It’s not unusual for broadcasters to dummy things up for viewers...it’s Standard Operating Procedure. You know those Jerry’s Kids telethons? Well, when they go to local stations, they invariably have large phone banks of volunteers, local celebs, local businesspeople, etc, and they invariably do some sort of "we want everybody to call when we say go" thing.

"Ready? 3, 2, 1...GO!" (followed by all the phones ringing!) It’s amazing!

Except, they rig the phones to all ring simultaneously. There’s nobody on the other end of the line. And they tell the volunteers to pretend like they’re talking to people - both then, and other times.

Broadcasters do that kind of theatrics all the time. Obviously, faking winners is worse if it deprives legitimate contestants of a prize...but it’s far from uncommon.
 
Written By: Jon Henke
URL: http://QandO.net
Yeah Jon, but it comes at a time where the Beeb (and other media orgs) really can’t afford to take the hit, common as it is. The pile on effect you know
 
Written By: shark
URL: http://
Ha! I’m amazed that people are ever surprised by this.
As am I.

It’s called not having any serious competition. The approximate chances of the BBC going out of business because they’re not doing it right, is approximately the same as a full and unconditional surrender of al-Qaida happening tomorrow. Similarly, an employee of the Beeb to get fired, would have to be an axe murderer. (Of course, the given reason for his being fired, would be not following the dress code regulations) The BBC, in my view, as far too much leverage both from a governmental and a societal point of view, to be held accountable. Ironically, in the end, it’s this leverage which makes them more prone to their incredibility.

As for Jon’s comments about the fund raising, I had occasion to do some volunteer work along those lines a few years ago, (my radio station’s staff was asked to volunteer... good PR, ya know... gave those voices a face... which in my case may or may not have been a good thing) and frankly, saw none of what Jon describes.

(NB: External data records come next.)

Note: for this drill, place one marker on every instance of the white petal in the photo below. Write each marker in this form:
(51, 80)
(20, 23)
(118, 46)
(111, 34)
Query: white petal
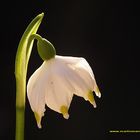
(80, 74)
(59, 91)
(36, 92)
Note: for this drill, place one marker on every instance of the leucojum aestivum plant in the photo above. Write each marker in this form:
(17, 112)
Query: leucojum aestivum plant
(54, 83)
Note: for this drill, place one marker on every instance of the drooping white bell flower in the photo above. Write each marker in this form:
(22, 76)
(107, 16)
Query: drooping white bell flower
(56, 81)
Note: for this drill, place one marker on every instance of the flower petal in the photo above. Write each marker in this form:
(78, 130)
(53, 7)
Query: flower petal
(59, 92)
(36, 92)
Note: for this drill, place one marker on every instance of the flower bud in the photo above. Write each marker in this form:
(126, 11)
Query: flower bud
(45, 49)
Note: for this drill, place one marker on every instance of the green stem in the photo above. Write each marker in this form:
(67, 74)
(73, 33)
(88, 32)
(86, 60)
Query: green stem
(21, 63)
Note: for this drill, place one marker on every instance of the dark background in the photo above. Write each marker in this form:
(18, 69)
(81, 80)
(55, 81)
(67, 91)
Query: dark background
(102, 31)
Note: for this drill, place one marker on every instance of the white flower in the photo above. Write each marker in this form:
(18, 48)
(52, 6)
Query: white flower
(56, 81)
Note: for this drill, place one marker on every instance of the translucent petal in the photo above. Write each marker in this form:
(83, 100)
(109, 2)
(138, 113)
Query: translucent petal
(36, 92)
(59, 91)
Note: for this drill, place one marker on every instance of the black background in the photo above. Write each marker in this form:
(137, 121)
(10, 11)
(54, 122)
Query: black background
(102, 31)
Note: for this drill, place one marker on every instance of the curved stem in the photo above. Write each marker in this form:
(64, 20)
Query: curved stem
(21, 62)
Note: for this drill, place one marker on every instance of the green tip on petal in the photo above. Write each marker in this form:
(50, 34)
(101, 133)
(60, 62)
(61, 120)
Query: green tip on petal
(45, 49)
(64, 111)
(91, 98)
(38, 119)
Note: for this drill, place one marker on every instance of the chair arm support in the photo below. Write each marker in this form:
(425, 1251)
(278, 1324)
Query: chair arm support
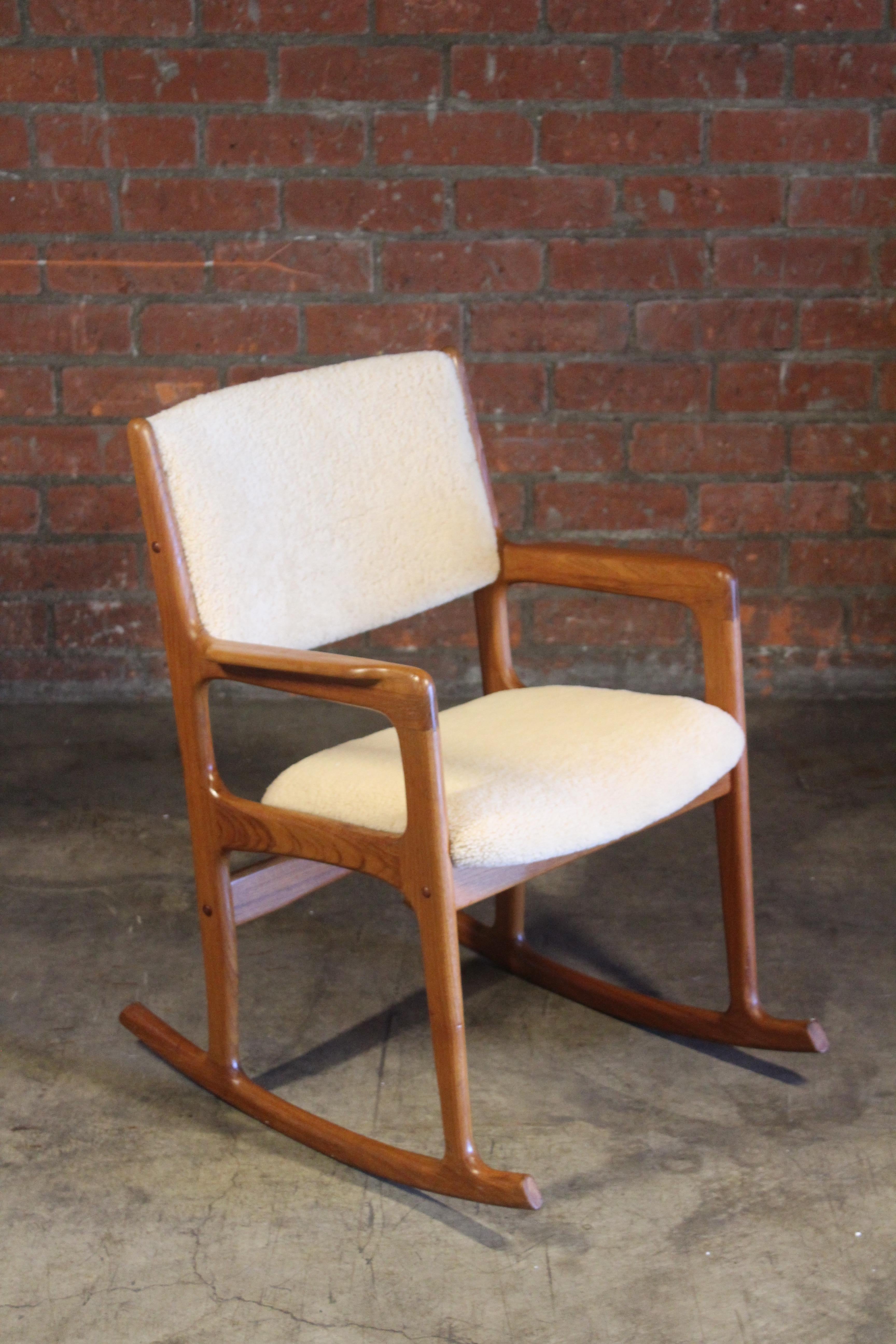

Certainly, the phones started ringing more often when we cut to local, but there was always somebody on the other and when I picked up, local breakout, or no.

My assumption is that the reason the call volumes increased during the local breaks, was that only the local number was being keyed in on the screen during those local breaks, as opposed to the major market numbers across the nation, being keyed in on the bottom of the network feed. That may work differently in more major markets than is Rochester, I don’t know.